En tant que metteur en scène, David Ayala a par ailleurs monté des auteurs du répertoire, des dramaturges contemporains et a adapté des œuvres littéraires, critiques et cinématographiques pour le plateau. C’est notamment le cas pour certaines œuvres de Guy Debord dont l’artiste prise le travail et les idées. Aussi, après avoir monté Scanner, il y a six ans, il travaille aujourd’hui sur Les Idiots qui poursuit la réflexion entamée dans Scanner et la transcende en quelque sorte. Rencontre en mots et en images avec un artiste talentueux et engagé, également directeur de la Compagnie La Nuit Remue.
Les Idiots:
Les idiots est la suite logique (et inévitable) si l’on comprend bien de » Scanner » que vous aviez monté six ans plus tôt….si vous nous parliez d’abord de leur dénominateur commun, à savoir Guy Debord? Qu’est-ce qui vous séduit chez cet écrivain, essayiste, cinéaste et révolutionnaire français? Sa poésie, ses idées virulentes, sa technicité…? Evidemment tout chez Guy Debord peut séduire mais surtout fasciner, interroger et insuffler de grandes forces de vie et de combat. C’est un des seuls écrivains et théoricien de la révolution qui, en France et dans le monde, a pu susciter un tel respect et a engendré tant de courants de pensée capables d’attaquer le système. Aujourd’hui ses mots, ses idées, ses pratiques peuvent nous aider à analyser et à trouver les arguments utiles et nécessaires voire imparables pour combattre les systèmes d’aliénation. C’est le seul qui est allé jusqu’au bout de l’idée de renverser intégralement une société qui oppresse, asservit et corrompt les individus. Il peut faire peur car il est toujours resté dans une radicalité mais aujourd’hui cette radicalité apparaît comme l’une des voies les plus salutaires pour critiquer, renverser et reconstruire peut-être un monde vivable. En tout cas, les émanations de ses idées peuvent aider les individus à se positionner et à retrouver du sens là où la guerre économique a tout laminé. C’est un homme qui a oeuvré toute sa vie pour le dépassement, dépassement de soi, de l’écrit, de l’art, en particulier de la poésie et du cinéma et, bien sûr, dépassement de la vie qui nous est imposée.

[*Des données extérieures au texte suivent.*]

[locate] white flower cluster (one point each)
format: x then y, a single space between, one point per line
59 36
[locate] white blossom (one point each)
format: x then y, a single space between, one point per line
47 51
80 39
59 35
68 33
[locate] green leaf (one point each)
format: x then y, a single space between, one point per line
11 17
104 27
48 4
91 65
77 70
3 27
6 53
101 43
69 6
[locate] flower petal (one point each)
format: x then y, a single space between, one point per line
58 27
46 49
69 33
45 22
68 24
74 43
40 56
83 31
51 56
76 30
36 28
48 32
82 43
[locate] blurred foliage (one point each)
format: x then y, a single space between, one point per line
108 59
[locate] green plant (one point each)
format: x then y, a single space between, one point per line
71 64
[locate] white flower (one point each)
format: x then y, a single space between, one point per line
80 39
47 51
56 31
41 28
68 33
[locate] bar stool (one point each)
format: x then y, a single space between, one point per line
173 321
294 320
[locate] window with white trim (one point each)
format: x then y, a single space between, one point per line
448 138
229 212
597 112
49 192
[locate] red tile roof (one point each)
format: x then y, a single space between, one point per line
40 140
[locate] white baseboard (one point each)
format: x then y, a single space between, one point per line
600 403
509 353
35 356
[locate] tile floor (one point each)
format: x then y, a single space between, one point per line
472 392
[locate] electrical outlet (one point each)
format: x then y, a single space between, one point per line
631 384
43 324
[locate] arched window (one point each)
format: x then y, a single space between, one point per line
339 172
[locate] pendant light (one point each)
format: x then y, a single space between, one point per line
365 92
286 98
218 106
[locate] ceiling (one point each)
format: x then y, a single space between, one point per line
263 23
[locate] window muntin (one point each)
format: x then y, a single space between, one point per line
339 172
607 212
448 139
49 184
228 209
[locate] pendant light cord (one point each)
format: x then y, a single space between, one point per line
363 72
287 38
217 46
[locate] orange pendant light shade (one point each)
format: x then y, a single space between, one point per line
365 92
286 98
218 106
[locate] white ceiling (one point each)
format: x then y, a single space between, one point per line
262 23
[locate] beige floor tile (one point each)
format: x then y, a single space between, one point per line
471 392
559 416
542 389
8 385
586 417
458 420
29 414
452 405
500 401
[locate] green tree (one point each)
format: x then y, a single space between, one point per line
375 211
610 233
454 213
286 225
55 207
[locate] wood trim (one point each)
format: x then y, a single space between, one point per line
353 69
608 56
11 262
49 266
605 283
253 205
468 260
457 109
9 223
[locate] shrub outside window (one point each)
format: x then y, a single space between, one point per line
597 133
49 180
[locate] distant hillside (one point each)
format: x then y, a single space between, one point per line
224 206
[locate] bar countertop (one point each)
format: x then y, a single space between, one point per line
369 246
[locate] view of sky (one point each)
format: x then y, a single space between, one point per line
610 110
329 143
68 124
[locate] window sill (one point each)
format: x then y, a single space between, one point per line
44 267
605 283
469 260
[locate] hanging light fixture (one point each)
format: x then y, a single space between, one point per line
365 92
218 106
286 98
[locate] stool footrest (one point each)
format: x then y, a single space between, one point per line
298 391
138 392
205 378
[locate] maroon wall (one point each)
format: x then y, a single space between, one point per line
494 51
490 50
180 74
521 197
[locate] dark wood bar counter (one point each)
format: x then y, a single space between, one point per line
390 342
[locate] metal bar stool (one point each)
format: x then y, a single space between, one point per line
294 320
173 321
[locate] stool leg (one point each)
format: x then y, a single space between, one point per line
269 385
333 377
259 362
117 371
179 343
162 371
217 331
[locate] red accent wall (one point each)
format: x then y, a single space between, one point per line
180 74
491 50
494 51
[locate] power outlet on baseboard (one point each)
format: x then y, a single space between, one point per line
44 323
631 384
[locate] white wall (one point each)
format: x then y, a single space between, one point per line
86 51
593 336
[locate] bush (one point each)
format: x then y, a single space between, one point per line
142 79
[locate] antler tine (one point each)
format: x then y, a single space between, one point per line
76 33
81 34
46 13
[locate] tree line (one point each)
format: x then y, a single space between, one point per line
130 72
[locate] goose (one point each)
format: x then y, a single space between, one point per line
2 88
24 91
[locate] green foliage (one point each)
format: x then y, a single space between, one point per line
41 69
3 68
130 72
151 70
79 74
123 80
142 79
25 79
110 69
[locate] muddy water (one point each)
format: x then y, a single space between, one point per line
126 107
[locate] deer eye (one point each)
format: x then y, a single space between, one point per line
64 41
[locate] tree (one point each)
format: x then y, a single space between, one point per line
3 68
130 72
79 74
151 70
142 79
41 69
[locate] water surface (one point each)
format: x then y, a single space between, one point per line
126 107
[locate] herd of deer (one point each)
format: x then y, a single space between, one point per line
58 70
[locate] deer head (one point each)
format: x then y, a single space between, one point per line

On peut lire que « Dans Scanner, tout l’édifice des théories et des films de Debord rendaient compte en les analysant et les décortiquant, de tous les systèmes d’aliénation des sociétés spectaculaires marchandes » et vous affirmez que dans » Les idiots » vous allez plus loin que le simple constat de cette aliénation…c’est à dire? Passe-t-on en quelque sorte du théorique au pratique, de la cause aux conséquences?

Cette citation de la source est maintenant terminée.